Have you ever considered starting your own business? The idea of working for yourself and setting your own hours sounds great but it can take quite a bit of money to get your business off the ground depending on what you decide to specialize in.
Start-up costs like products and materials you’ll need, training and certifications, obtaining a well-designed website, legal assistance and so on can really add up.
While you should already have plenty of savings lined up to start your business, it’s important to look for ways to cut expenses and save money when you can. Here are 5 easy ways to help cut the costs of starting a small business.
1. Apply for Grants
The Small Business Administration (SBA) offers mostly business loans and a few grants for small businesses that are engaged in scientific research and development. While you most likely won’t be able to receive a grant for simply starting a business, there are still quite a few grants that you may qualify for.
The key is just to start looking. The great thing about grants is that unlike a loan, you don’t have to pay back the money you receive at all. You shouldn’t consider a grant as ‘free money’ though because you’ll need to adhere to the requirements and specification of the grant in order to keep it.
2. Obtain a Sponsor
Another option to help get funding and avoid a loan would be to secure a sponsor. Lots of corporate companies and organizations are willing to sponsor small businesses for the sake of more affordable advertising on their part.
According to Inc.com, companies will sponsor not only your business or start-up, but a wide variety of its facets including: small businesses events, life and business coaches, speakers, authors, entertainers, show hosts, athletes, self-help experts, health-and-wellness practitioners, Internet TV and radio shows, podcasts, online and offline magazines, non-profit charities, and social entrepreneurs.
To inquire about a potential sponsor, you’ll need to send the company of your choice a detailed proposal and marketing plan.
3. Borrow or Lease Equipment
Purchasing all new equipment can be expensive when you’re just starting out. From machinery and tools to computers and whole offices, you can lease a wide variety of items needed to help your business function.
The good thing about leasing equipment is that it’s often cheaper than buying everything at once and you won’t have to deal with costly maintenance and repairs. The downsides include the equipment not really being yours, your personal line of credit may be required in order to secure the lease, and the costs can eventually add up over time.
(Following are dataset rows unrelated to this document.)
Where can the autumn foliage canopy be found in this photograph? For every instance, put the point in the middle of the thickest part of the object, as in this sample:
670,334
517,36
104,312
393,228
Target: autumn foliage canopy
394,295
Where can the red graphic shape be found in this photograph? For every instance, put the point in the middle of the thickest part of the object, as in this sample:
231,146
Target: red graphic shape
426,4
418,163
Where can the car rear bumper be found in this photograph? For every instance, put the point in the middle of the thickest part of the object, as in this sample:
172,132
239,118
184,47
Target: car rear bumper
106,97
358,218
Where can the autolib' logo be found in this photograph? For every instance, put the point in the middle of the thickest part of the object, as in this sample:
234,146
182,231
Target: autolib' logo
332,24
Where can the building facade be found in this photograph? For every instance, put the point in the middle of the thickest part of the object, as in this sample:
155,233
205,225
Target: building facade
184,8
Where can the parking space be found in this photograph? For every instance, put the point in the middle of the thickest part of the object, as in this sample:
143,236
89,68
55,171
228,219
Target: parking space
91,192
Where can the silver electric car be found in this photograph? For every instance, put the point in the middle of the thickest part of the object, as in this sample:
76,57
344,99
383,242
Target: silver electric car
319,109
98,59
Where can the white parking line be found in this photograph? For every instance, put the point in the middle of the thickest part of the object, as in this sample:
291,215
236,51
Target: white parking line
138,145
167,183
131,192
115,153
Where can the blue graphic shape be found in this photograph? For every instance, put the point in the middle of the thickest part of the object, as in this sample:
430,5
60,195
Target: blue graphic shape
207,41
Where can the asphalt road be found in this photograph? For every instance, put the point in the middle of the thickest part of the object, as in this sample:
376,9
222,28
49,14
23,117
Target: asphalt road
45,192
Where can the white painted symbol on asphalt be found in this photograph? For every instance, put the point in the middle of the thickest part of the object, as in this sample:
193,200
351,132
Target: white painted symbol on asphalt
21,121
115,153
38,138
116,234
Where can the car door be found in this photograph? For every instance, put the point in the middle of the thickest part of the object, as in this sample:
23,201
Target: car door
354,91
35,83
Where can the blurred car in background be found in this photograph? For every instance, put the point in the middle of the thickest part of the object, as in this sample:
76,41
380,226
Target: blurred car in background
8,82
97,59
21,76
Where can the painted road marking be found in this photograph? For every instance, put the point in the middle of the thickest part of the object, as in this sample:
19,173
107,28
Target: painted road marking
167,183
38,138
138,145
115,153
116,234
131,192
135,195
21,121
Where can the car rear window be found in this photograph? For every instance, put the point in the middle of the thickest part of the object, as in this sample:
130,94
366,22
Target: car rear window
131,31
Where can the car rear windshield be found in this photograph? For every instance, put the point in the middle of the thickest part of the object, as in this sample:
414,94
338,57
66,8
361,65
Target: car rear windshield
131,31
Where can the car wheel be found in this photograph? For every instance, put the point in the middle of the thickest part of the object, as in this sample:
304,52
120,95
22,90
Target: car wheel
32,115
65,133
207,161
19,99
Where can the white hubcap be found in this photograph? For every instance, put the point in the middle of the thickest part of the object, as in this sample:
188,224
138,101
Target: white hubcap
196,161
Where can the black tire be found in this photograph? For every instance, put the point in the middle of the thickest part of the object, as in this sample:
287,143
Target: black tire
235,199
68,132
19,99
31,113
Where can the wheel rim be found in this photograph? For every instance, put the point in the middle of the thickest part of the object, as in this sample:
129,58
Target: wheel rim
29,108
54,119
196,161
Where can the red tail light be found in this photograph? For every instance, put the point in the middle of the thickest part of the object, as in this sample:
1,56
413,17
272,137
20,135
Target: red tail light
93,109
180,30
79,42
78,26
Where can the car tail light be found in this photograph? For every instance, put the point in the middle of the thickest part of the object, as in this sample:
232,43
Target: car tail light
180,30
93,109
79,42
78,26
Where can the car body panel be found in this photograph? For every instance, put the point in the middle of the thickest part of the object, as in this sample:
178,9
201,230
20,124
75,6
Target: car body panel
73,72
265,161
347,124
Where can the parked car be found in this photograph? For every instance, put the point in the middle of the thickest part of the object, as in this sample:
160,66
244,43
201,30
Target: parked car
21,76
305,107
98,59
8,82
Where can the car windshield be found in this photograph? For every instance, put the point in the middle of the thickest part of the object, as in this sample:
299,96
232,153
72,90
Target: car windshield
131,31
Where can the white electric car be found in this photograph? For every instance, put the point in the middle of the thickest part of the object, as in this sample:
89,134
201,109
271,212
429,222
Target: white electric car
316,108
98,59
A strong recommendation would be to lease equipment only if you need it on a temporary basis just until you generate enough profit to be able to purchase your own materials. Even then, you can always find used items in good condition like computer monitors, printers and more.
4. Open a Business Bank Account For a Cash Bonus
Did you know that certain banks will pay you to open an account? Banks like Chase and PNC will offer you cash when you open an account with them and deposit a certain amount of money, set up direct deposit and/or pay a bill with your new account. The requirements needed in order to obtain the bonus money varies from each bank, but it’s an easy way to get some extra cash to help fund your business.
5. Go Paperless/Virtual
Operating a virtual company where all communication and business is conducted online will save a lot of money. For starters, you won’t have to purchase a ton of equipment or rent out an office space and you can just work from home.
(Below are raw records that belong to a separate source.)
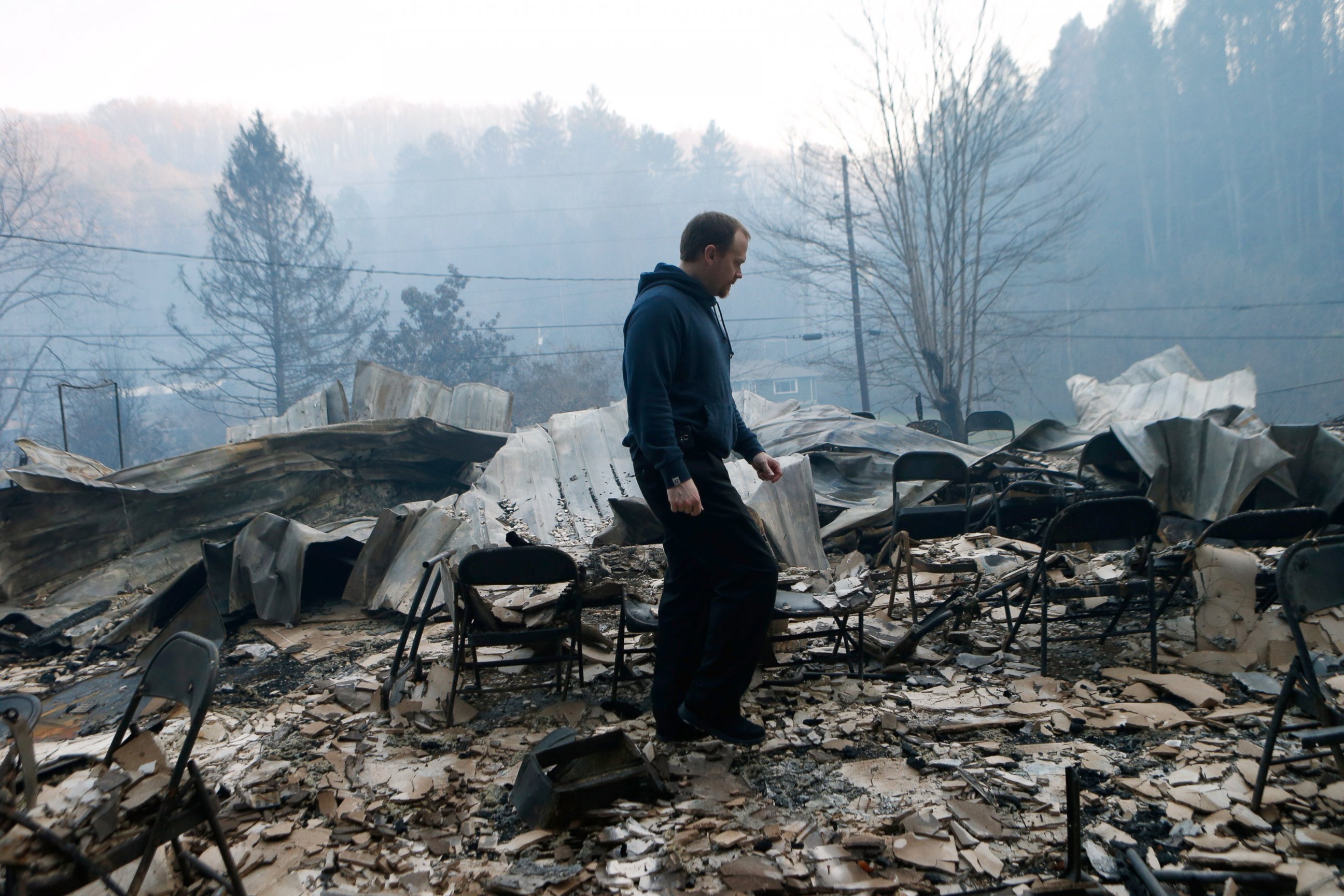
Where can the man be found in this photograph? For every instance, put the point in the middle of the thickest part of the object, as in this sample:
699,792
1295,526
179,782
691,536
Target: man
721,578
You can host meetings via phone, Skype or Google Hangout.
When you go paperless, you’ll not only save money on the costs required to run your business but you’ll eliminate clutter and simplify your whole order of operations. Plus, let’s not forget the environmental benefits that are associated with a paperless business.
6. Hire Temporary Interns
Starting your own business at first can be very overwhelming and require lots of hours of work each week. If you would prefer to outsource smaller tasks and responsibilities, you can always hire a part-time intern to assist you.
Interns have proved to be a cost effective way for businesses to get work done for years. Find someone reliable who works well and wants to learn your industry so the work relationship can be mutually beneficial.
With a new business, your funds are just getting off the ground and the profit you earn can fluctuate each month. Interns take away part of the financial stress new business owners can feel when it comes to meeting regular employee’s salary rates, providing benefits, etc.
You should still pay your intern a monthly stipend or hourly rate for their work, but you will still be saving money by going this route in the long run.
7. Ask For Discounts
Don’t underestimate the power of asking for a discount. Always make it a habit to ask vendors and other companies if they have any recurring specials, clearance items or discounts on their merchandise. Sometimes discounts may not be widely advertised to the public but they do exist and all you need to do is ask.
Most small businesses use the same vendors and services month after month. If you’ve been loyal to a company for some time now, it may be the perfect time to ask for a discount on their services and products in exchange for you promoting the company to your network. You’ll never know until you try.
When starting a business, it’s important to think of cost effective ways to build your business and grow your profits. What additional ways can you think of to cut costs when you’re just starting out?